Giochi psicologici dominati, come si diceva, dall'ossessione per la propria esistenza sradicata (Hermann è un russo in Germania), talmente desideroso di immedesimarsi in un doppio reale da non rendersi conto che l'uomo scelto per il ruolo gli assomiglia solo approssimativamente: la corporatura può andare, ma già il volto ha lineamenti distinguibili, pur nella somiglianza della forma, per non dire delle differenze di portamento e d'essenza (e bisogna dire a questo punto che forse l'amor proprio ravvisa sintomi di sotterranea attrazione anche per la sua "controfigura"). La messinscena pirandelliana di Hermann tira troppo la corda, non distingue tra finzione alla Il fu Mattia Pascal e logica della realtà, il trucco è smascherato in breve, crede di aver commesso il delitto perfetto perché non è capace di vedere veramente, nemmeno l'immagine riflessa dallo specchio rivela, ma è un mezzo ambiguo che non fa altro che confondere il mondo: può essere l'esatta riflessione oggettiva ma anche un simulacro ingannatore se non riflesso ulteriormente dal pensiero che percepisce, o un mezzo che separa i rapporti tramite vetrate (che siano rapporti tra personaggi o tra loro e il pubblico del film), superfici che delimitano gli ambienti e rifrangono le immagini anche nel sogno. Alla fine, braccato dalla polizia, Hermann, rassegnato e forse ormai consapevole della ragnatela da cui è avvolto, non può che continuare a fingere incitando a non guardare verso la macchina da presa perché lui è un attore, unico tentativo rimasto per provare a redimersi.

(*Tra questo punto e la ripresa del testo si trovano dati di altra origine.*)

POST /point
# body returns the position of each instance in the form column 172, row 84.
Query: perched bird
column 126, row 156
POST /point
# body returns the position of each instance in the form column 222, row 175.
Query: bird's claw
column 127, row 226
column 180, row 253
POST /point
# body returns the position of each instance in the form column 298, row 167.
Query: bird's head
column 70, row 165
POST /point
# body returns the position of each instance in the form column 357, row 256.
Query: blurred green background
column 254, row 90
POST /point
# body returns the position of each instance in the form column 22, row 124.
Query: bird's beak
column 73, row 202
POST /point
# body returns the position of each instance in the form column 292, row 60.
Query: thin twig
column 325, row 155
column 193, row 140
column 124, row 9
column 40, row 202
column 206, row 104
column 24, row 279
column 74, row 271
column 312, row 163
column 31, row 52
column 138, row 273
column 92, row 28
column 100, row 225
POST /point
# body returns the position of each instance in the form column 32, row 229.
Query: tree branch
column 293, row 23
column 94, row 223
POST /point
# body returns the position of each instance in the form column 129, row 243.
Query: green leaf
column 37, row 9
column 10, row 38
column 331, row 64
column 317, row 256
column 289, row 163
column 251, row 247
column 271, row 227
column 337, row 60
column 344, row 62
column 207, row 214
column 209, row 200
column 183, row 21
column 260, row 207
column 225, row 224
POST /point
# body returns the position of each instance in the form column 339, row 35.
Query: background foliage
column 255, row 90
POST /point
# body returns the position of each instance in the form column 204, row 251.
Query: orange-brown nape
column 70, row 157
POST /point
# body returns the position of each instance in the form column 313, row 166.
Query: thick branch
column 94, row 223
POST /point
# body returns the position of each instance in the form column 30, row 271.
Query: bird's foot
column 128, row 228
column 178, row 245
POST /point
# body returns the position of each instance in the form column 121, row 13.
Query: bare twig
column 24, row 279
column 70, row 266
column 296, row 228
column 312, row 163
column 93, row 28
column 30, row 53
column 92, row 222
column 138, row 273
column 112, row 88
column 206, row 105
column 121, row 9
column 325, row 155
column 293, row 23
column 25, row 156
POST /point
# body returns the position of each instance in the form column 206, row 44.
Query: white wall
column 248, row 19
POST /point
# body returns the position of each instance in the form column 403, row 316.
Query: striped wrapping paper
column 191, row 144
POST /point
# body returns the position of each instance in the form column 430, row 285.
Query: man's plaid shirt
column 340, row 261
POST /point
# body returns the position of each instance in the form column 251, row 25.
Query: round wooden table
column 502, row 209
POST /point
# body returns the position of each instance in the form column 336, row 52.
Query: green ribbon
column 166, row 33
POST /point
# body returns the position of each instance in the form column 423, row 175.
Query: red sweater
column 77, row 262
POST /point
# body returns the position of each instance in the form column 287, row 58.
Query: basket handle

R. W. Fassbinder si affida fedelmente al lavoro di Tom Stoppard, stando a quanto si dice (in seguito regista di Rosencrantz e Guildenstern sono morti, film ancor più metalinguistico), usufruisce di un budget consistente e di un cast internazionale di primissimo livello, senza però perdere la mano del suo stile e delle sue visioni. La narrazione è qua e là un po' faticosa, tuttavia il risultato è ancora molto affascinate e di tutto rispetto. Tra la critica professionista è considerato idealmente come parte di una trilogia anti borghese, con Nessuna festa per la morte del cane di Satana e Roulette cinese. V. Spengler, attore comune a tutte e tre le pellicole, fa la parte dell'amante. 8
Peer Raben a sua volta gioca con melodie sinuose e vagamente malinconiche, dai timbri eleganti e a volte ironicamente cristallini.